IV. That upon this encouragement he made a long stay there (v. 11): He continued at Corinth a year and six months, not to take his ease, but to follow his work, teaching the word of God among them; and, it being a city flocked to from all parts, he had opportunity there of preaching the gospel to strangers, and sending notice of it thence to other countries. He staid so long, 1. For the bringing in of those that were without. Christ had many people there, and by the power of his grace he could have had them all converted in one month or week, as at the first preaching of the gospel, when thousands were enclosed at one cast of the net; but God works variously. The people Christ has at Corinth must be called in by degrees, some by one sermon, others by another; we see not yet all things put under Christ. Let Christ’s ministers go on in their duty, though their work be not done all at once; nay, though it be done but a little at a time. 2. For the building up of those that were within. Those that are converted have still need to be taught the word of God, and particular need at Corinth to be taught it by Paul himself; for no sooner was the good seed sown in that field than the enemy came and sowed tares, the false apostles, those deceitful workers, of whom Paul in his epistles to the Corinthians complains so much. When the hands of Jewish persecutors were tied, who were professed enemies to the gospel, Paul had a more vexatious trouble created him, and the church more mischievous damage done it, by the tongue of judaizing preachers, who, under colour of the Christian name, undermined the very foundations of Christianity. Soon after Paul came to Corinth, it is supposed, he wrote the first epistle to the Thessalonians, which in order of time was the first of all the epistles he wrote by divine inspiration; and the second epistle to the same church was written not long after. Ministers may be serving Christ, and promoting the great ends of their ministry, by writing good letters, as well as by preaching good sermons.
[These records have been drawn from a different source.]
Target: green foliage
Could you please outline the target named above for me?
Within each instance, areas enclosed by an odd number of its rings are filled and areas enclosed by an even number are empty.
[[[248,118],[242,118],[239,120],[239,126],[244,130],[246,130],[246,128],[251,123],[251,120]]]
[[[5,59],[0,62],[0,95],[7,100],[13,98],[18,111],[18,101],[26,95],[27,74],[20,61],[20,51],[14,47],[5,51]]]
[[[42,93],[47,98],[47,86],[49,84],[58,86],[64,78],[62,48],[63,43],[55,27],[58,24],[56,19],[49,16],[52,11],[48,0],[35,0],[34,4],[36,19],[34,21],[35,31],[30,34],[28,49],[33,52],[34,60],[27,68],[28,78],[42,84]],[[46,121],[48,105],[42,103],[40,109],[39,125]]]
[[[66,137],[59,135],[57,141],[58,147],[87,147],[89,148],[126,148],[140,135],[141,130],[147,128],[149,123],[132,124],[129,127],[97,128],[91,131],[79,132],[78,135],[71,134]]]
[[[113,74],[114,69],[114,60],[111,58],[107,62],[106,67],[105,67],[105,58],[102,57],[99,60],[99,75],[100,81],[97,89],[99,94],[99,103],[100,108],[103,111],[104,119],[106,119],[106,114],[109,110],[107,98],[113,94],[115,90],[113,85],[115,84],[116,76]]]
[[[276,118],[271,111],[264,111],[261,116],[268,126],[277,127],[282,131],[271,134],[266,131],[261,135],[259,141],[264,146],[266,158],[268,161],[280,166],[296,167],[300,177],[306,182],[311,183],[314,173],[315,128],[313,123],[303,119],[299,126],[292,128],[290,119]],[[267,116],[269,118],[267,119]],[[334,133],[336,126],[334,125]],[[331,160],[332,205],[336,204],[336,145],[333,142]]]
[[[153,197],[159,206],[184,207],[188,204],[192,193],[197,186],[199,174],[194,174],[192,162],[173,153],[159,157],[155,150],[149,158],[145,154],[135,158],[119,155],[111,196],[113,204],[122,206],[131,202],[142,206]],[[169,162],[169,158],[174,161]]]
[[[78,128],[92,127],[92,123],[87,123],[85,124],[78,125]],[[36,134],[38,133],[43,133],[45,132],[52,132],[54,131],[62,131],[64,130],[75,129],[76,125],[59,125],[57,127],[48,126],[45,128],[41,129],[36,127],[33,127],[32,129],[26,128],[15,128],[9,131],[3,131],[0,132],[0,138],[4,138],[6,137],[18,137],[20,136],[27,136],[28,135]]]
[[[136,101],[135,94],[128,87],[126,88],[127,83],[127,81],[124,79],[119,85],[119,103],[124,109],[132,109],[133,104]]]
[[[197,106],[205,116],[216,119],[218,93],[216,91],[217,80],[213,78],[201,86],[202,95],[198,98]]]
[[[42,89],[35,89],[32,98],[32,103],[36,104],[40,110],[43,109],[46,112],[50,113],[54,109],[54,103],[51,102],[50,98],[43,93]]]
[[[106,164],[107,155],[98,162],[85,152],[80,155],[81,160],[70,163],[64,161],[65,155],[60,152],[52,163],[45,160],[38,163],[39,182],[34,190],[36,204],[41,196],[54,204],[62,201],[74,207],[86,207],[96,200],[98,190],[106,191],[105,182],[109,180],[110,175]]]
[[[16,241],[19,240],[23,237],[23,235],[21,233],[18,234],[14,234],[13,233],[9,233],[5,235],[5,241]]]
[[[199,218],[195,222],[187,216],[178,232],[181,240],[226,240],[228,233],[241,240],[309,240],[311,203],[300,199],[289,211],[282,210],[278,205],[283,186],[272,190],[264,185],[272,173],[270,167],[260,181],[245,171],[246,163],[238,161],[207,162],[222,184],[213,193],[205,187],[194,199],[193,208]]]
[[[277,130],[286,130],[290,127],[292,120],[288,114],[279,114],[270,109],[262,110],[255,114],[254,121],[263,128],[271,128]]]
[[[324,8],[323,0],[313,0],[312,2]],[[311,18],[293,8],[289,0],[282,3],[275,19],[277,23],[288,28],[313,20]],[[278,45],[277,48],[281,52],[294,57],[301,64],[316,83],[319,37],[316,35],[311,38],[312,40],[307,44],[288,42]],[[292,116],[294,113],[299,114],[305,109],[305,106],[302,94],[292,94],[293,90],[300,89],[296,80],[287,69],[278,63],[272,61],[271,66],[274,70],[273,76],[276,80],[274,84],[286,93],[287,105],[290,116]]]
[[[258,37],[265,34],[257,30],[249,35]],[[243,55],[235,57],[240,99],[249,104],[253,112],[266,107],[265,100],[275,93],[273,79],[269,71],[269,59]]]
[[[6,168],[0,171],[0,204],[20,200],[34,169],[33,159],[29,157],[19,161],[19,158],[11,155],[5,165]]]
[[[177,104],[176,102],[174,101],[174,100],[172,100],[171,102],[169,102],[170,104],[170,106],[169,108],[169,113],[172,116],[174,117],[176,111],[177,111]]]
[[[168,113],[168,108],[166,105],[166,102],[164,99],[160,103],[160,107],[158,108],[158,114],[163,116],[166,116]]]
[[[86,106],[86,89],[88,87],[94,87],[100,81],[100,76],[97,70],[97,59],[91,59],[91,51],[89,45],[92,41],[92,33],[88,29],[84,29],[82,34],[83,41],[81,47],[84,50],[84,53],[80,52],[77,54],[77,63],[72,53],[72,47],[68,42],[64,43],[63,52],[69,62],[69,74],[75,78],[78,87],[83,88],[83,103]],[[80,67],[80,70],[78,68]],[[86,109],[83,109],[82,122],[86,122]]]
And when Gallio was the deputy of Achaia, the Jews made insurrection with one accord against Paul, and brought him to the judgment seat,
We have here an account of some disturbance given to Paul and his friends at Corinth, but no great harm done, nor much hindrance given to the work of Christ there.
I. Paul is accused by the Jews before the Roman governor, v. 12, 13. The governor was Gallio, deputy of Achaia, that is, proconsul; for Achaia was a consular province of the empire. This Gallio was elder brother to the famous Seneca; in his youth he was called Novatus, but took the name of Gallio upon his being adopted into the family of Julius Gallio; he is described by Seneca, his brother, to be a man of great ingenuous and great probity, and a man of wonderful good temper; he was called Dulcis Gallio—Sweet Gallio, for his sweet disposition; and is said to have been universally beloved. Now observe, 1. How rudely Paul is apprehended, and brought before Gallio; The Jews made insurrection with one accord against Paul. They were the ringleaders of all the mischief against Paul, and they entered into a confederacy to do him a mischief. They were unanimous in it: they came upon him with one accord; hand joined in hand to do this wickedness. They did it with violence and fury: They made an insurrection to the disturbance of the public peace, and hurried Paul away to the judgment-seat, and, for aught that appears, allowed him no time to prepare for his trial. 2. How falsely Paul is accused before Gallio (v. 13): This fellow persuades men to worship God contrary to the law. They could not charge him with persuading men not to worship God at all, or to worship other gods (Deu. 13:2): but only to worship God in a way contrary to the law. The Romans allowed the Jews in their provinces the observance of their own law; and what then? Must those therefore be prosecuted as criminals who worship God in any other way? Does their toleration include a power of imposition? But the charge was unjust; for their own law had in it a promise of a prophet whom God would raise up to them, and him they should hear. Now Paul persuaded them to believe in this prophet, who was come, and to hear him, which was according to the law; for he came not to destroy the law, but to fulfil it. The law relating to the temple-service those Jews at Corinth could not observe, because of their distance from Jerusalem, and there was no part of their synagogue-worship which Paul contradicted. Thus when people are taught to worship God in Christ, and to worship him in the Spirit, they are ready to quarrel, as if they were taught to worship him contrary to the law; whereas this is indeed perfective of the law.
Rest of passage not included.